* * *
It hardly seemed possible, but the scene inside was worse than the mess outside. Outside, at least the victims were dead.
Dulles was closed. Flights that couldn’t be diverted to Washington National Airport or Baltimore-Washington International were canceled. Passengers left in private cars or in special buses for their new takeoff points, or they went home, some feeling too hassled and others too frightened to make another attempt at flying on this day.

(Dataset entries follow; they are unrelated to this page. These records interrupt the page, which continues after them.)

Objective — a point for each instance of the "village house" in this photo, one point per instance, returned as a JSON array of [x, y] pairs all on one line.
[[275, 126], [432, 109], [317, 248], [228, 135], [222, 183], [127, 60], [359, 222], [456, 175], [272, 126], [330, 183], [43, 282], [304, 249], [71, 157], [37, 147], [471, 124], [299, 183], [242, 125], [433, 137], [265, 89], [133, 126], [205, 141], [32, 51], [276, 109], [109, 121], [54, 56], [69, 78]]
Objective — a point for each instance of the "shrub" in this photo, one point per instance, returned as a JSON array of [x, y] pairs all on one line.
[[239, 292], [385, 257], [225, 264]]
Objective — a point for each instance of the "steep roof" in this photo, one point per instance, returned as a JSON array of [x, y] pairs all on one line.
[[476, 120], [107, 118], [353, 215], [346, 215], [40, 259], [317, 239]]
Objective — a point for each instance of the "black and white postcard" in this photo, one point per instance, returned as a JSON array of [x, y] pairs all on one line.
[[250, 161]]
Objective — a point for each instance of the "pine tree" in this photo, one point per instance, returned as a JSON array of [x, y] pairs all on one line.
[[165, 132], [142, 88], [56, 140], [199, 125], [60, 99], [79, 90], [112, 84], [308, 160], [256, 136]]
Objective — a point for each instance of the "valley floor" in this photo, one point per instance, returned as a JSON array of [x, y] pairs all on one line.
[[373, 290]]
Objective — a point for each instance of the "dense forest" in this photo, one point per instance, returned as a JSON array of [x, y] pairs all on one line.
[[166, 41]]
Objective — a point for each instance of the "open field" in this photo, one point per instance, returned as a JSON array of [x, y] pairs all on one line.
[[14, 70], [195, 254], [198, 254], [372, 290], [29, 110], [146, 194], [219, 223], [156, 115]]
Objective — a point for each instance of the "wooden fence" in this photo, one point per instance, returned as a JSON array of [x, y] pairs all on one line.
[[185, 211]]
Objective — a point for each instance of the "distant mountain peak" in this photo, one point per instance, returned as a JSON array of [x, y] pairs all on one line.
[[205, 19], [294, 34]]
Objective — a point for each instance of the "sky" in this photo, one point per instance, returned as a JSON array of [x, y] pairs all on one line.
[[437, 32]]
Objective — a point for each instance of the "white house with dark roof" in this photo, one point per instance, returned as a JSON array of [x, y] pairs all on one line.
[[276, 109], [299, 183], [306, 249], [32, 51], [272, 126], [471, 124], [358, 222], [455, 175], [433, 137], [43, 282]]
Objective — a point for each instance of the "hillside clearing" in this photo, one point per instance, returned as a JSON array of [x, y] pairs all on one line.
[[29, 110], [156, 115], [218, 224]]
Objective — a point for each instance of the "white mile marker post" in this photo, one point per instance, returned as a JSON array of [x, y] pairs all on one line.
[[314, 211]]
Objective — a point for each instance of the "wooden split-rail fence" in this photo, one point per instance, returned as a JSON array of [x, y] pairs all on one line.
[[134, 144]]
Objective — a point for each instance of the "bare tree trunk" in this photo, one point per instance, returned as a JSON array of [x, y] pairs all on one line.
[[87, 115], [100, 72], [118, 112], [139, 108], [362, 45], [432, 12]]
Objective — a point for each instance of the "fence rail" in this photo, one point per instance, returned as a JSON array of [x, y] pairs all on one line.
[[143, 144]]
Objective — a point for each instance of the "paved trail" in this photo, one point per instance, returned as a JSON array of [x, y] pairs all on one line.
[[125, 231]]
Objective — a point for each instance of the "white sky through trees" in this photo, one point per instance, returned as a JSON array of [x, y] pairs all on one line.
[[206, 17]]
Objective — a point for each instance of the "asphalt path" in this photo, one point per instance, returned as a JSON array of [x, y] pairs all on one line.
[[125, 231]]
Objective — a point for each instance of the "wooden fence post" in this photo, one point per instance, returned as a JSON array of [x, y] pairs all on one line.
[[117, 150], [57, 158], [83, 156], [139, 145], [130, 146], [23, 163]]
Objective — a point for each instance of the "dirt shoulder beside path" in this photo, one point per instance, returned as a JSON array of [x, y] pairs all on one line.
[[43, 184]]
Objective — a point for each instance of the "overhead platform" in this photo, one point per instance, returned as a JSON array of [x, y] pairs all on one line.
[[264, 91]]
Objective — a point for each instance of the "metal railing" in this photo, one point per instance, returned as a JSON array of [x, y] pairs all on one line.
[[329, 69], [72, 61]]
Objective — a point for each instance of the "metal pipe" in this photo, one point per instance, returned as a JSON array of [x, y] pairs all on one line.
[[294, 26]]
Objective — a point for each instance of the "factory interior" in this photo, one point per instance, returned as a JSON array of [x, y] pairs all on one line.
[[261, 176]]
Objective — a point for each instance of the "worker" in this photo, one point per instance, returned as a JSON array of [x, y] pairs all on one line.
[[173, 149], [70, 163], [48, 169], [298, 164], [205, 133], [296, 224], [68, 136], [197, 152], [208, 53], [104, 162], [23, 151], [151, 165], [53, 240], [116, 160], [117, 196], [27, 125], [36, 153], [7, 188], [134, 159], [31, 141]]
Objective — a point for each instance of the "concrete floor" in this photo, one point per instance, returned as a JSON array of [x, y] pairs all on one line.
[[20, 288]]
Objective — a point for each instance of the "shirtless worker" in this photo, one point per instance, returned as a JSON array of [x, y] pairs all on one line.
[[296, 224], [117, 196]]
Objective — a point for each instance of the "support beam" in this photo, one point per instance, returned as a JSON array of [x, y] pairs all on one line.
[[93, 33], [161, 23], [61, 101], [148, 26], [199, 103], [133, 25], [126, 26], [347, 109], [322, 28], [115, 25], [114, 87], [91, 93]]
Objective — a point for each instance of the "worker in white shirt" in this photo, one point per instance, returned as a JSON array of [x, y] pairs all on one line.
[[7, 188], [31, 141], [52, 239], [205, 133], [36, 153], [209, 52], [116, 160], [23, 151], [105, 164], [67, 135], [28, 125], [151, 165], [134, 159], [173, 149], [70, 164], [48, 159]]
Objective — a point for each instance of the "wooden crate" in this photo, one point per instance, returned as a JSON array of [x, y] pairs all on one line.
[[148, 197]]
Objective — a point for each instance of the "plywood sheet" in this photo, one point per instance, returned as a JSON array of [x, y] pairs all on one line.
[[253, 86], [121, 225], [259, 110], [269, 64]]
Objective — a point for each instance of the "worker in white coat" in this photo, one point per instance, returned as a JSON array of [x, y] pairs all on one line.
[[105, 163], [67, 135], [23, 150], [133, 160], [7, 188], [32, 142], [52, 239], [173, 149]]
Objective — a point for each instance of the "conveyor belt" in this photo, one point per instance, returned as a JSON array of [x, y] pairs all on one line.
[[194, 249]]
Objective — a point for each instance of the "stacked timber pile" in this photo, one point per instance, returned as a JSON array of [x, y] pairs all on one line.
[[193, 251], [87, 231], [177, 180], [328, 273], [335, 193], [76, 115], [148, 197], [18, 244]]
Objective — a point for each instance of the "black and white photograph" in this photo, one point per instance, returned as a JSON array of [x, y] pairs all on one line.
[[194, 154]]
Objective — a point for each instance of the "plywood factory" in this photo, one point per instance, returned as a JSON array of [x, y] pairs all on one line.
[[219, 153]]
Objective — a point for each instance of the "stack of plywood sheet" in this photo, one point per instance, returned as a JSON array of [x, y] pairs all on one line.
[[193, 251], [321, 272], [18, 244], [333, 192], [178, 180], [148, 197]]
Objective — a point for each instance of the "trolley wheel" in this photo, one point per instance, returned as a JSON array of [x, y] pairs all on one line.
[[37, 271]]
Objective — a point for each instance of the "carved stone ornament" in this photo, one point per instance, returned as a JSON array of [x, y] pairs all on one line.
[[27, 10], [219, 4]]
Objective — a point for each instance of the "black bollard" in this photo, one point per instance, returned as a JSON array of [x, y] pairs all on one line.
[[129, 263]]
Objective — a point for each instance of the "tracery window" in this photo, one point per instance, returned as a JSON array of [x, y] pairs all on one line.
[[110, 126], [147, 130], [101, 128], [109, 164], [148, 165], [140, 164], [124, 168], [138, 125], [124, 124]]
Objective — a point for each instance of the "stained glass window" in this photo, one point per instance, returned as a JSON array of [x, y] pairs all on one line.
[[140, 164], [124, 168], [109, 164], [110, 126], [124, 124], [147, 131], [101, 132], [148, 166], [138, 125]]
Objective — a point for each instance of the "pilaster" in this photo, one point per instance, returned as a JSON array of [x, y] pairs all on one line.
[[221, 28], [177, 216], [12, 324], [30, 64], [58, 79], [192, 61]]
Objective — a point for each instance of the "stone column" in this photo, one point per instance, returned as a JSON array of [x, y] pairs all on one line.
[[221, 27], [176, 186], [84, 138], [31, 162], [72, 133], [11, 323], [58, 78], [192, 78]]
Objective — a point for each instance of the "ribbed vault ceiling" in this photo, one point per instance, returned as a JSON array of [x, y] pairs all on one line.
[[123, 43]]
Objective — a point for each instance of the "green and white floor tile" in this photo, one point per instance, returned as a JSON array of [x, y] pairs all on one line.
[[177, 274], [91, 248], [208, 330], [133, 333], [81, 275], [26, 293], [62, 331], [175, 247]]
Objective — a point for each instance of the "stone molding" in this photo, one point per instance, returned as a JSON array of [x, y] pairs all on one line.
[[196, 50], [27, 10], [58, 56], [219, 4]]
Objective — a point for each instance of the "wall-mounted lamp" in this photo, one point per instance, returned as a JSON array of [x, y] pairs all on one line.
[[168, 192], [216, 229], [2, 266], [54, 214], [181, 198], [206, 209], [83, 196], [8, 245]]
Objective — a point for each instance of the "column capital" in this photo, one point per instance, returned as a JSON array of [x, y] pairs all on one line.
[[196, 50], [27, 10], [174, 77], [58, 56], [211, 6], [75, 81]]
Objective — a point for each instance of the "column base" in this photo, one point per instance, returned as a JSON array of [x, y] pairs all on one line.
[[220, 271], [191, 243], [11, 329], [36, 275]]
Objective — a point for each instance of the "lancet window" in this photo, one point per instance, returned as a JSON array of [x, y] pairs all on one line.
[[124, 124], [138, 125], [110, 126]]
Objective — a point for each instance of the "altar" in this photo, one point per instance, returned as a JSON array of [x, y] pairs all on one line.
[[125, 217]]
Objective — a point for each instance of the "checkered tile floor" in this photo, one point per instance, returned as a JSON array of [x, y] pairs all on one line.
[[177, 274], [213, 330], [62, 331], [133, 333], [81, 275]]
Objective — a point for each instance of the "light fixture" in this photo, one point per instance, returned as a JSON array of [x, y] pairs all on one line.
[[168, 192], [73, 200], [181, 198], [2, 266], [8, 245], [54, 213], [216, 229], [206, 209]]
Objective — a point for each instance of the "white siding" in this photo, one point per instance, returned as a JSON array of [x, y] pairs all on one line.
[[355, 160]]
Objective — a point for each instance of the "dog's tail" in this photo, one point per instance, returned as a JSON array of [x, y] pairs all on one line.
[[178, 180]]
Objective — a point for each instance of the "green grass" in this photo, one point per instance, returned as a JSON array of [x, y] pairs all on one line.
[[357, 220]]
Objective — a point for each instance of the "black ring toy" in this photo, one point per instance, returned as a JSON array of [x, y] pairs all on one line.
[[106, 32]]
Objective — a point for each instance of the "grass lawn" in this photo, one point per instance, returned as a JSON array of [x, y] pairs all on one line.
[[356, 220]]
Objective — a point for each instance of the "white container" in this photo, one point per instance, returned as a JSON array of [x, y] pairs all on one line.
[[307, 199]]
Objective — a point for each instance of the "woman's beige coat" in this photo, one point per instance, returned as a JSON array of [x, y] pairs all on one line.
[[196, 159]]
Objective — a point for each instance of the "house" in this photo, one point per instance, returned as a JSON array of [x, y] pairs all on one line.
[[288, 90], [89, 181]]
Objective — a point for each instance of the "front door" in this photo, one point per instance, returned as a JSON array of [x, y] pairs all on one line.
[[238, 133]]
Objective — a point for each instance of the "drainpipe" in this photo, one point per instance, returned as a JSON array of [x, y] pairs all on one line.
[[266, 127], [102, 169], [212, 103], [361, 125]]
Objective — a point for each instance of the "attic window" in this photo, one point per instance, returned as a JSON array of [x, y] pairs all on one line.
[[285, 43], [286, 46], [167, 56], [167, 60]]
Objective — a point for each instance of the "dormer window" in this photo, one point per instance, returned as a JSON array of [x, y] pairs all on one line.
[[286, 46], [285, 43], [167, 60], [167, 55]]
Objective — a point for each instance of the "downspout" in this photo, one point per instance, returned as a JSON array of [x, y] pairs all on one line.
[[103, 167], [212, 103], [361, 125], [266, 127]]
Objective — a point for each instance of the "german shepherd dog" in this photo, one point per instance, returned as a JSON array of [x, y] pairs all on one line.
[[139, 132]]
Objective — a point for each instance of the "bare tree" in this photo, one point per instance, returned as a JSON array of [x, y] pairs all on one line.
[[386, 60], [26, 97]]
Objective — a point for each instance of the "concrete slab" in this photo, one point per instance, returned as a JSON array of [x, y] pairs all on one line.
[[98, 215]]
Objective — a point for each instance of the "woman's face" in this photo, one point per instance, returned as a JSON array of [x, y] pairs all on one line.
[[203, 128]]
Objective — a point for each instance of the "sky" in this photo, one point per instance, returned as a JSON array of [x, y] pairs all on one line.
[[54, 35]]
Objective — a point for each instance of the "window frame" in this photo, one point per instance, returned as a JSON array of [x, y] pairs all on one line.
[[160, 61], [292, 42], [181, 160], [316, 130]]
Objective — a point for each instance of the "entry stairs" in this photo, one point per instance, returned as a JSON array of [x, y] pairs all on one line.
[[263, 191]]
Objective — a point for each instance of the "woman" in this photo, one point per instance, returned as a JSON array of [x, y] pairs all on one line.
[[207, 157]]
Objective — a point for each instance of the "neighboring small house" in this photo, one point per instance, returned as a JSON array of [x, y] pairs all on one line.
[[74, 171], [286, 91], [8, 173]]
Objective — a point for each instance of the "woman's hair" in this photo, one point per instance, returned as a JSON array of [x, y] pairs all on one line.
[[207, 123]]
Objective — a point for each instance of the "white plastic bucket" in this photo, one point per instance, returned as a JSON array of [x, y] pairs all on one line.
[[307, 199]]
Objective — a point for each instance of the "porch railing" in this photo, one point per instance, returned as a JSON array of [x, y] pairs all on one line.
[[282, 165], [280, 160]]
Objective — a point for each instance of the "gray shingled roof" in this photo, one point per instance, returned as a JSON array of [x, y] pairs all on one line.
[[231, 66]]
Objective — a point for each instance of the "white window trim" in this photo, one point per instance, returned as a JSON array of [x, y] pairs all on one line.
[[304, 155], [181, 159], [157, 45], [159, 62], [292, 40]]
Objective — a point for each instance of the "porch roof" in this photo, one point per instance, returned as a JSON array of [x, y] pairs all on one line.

Immediate relatives of the victims of Flight 1117, once identified by ConPac officials, were driven in people-movers from the main terminal to the mid-field terminal where the doomed flight originated. In that now-isolated building the stunned and grieving were comforted by clergy and social workers trained to deal with sudden, unexpected tragedy.
Over in the main terminal, the halls were filled with airline and airport employees, friends and colleagues of the passengers, and the morbidly curious, those always willing to drive to a big fire or a fatal accident. Some let themselves consider what it must be like to die in an aviation disaster and were there out of a sense that it could have been them lying charred under black-plastic sheets on the runway. Everyone personalizes an airline accident, unconsciously quantifying it against his or her own experiences with aborted takeoffs, unscheduled landings, and in-flight near-collisions.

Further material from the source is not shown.